Multinomial belief networks for healthcare data

H. C. Donker,D. Neijzen,J. de Jong,G. A. Lunter
2024-04-06
Abstract:Healthcare data from patient or population cohorts are often characterized by sparsity, high missingness and relatively small sample sizes. In addition, being able to quantify uncertainty is often important in a medical context. To address these analytical requirements we propose a deep generative Bayesian model for multinomial count data. We develop a collapsed Gibbs sampling procedure that takes advantage of a series of augmentation relations, inspired by the Zhou$\unicode{x2013}$Cong$\unicode{x2013}$Chen model. We visualise the model's ability to identify coherent substructures in the data using a dataset of handwritten digits. We then apply it to a large experimental dataset of DNA mutations in cancer and show that we can identify biologically meaningful clusters of mutational signatures in a fully data-driven way.
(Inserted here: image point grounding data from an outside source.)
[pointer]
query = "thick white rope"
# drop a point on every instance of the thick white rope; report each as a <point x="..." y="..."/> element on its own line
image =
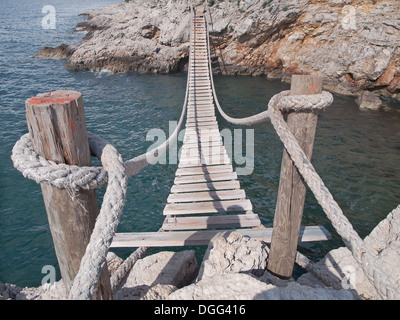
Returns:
<point x="105" y="227"/>
<point x="361" y="252"/>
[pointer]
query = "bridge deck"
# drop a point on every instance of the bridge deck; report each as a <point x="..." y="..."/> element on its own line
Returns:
<point x="206" y="193"/>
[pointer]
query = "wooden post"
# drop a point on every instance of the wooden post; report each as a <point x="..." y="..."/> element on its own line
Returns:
<point x="292" y="189"/>
<point x="56" y="122"/>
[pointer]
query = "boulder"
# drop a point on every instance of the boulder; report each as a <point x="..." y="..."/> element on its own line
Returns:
<point x="238" y="286"/>
<point x="234" y="254"/>
<point x="368" y="100"/>
<point x="157" y="275"/>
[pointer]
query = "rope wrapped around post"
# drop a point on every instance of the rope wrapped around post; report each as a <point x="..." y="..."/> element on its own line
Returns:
<point x="360" y="251"/>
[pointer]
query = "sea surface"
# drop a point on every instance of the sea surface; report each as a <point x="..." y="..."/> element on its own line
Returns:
<point x="357" y="153"/>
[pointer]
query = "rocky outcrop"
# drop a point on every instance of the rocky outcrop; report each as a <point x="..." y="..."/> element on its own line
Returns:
<point x="138" y="36"/>
<point x="157" y="275"/>
<point x="238" y="286"/>
<point x="63" y="51"/>
<point x="234" y="254"/>
<point x="230" y="269"/>
<point x="354" y="44"/>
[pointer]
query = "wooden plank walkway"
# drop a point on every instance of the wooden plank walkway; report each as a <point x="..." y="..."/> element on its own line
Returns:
<point x="206" y="193"/>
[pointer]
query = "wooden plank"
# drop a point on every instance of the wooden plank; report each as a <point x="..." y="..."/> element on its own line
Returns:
<point x="201" y="124"/>
<point x="212" y="161"/>
<point x="203" y="170"/>
<point x="204" y="186"/>
<point x="207" y="119"/>
<point x="208" y="207"/>
<point x="195" y="238"/>
<point x="195" y="139"/>
<point x="292" y="189"/>
<point x="194" y="152"/>
<point x="191" y="155"/>
<point x="206" y="196"/>
<point x="212" y="222"/>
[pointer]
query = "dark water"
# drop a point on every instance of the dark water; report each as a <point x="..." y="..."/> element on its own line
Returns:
<point x="357" y="153"/>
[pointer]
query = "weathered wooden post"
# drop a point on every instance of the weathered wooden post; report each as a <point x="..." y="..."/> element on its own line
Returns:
<point x="56" y="122"/>
<point x="292" y="189"/>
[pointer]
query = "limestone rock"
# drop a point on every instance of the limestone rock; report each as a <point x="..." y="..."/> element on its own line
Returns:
<point x="63" y="51"/>
<point x="354" y="44"/>
<point x="236" y="253"/>
<point x="113" y="262"/>
<point x="168" y="270"/>
<point x="368" y="100"/>
<point x="238" y="286"/>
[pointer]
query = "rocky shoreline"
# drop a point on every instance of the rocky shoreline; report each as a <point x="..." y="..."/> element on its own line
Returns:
<point x="234" y="268"/>
<point x="353" y="44"/>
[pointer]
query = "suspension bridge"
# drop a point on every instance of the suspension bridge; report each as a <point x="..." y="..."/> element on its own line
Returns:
<point x="206" y="199"/>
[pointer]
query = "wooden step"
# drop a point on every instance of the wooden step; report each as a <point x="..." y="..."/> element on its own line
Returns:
<point x="200" y="124"/>
<point x="203" y="170"/>
<point x="206" y="196"/>
<point x="208" y="207"/>
<point x="212" y="222"/>
<point x="206" y="186"/>
<point x="213" y="161"/>
<point x="203" y="237"/>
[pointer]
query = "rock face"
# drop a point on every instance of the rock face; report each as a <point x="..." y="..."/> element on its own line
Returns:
<point x="234" y="254"/>
<point x="354" y="44"/>
<point x="229" y="271"/>
<point x="368" y="100"/>
<point x="237" y="286"/>
<point x="157" y="275"/>
<point x="144" y="36"/>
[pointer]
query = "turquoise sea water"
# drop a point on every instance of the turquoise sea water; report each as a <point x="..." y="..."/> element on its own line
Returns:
<point x="357" y="153"/>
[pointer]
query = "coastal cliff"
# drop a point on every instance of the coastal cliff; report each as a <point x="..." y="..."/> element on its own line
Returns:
<point x="353" y="44"/>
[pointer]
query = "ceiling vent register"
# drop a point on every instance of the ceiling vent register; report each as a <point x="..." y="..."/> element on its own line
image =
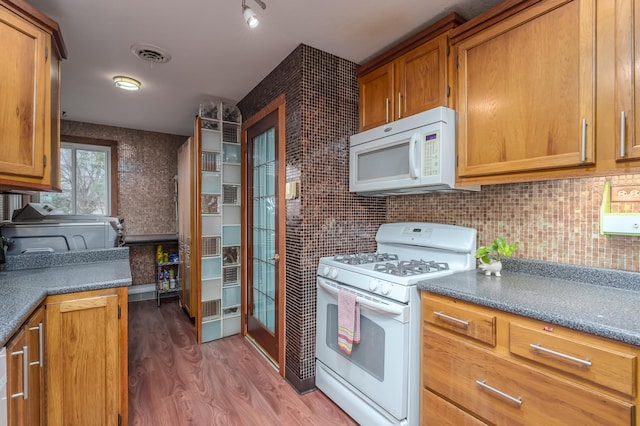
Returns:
<point x="150" y="53"/>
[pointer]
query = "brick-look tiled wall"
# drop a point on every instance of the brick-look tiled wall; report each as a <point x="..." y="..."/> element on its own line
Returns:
<point x="147" y="163"/>
<point x="321" y="95"/>
<point x="554" y="220"/>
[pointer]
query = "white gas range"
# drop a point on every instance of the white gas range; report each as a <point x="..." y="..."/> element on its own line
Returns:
<point x="379" y="382"/>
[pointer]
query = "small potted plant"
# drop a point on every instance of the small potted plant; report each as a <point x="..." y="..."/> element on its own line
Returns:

Machine Learning,Applications
What problem does this paper attempt to address?
This paper proposes a deep generative Bayesian model called Multinomial Belief Network (MBN) for healthcare data. Healthcare data often have sparsity, high missing rate, small sample size, and require handling uncertainty. Traditional maximum likelihood methods can produce biases in these cases. In the paper, the authors develop a folded Gibbs sampling method using a series of augmentation relations inspired by the Zhou-Cong-Chen model. MBN is able to identify coherent substructures in the data and demonstrates its capability on handwritten digits and cancer DNA mutation datasets, discovering biologically meaningful mutation feature clusters. Compared to traditional topic modeling approaches, MBN captures multi-layered topic interactions and is more suitable for handling limited and uncertain healthcare data.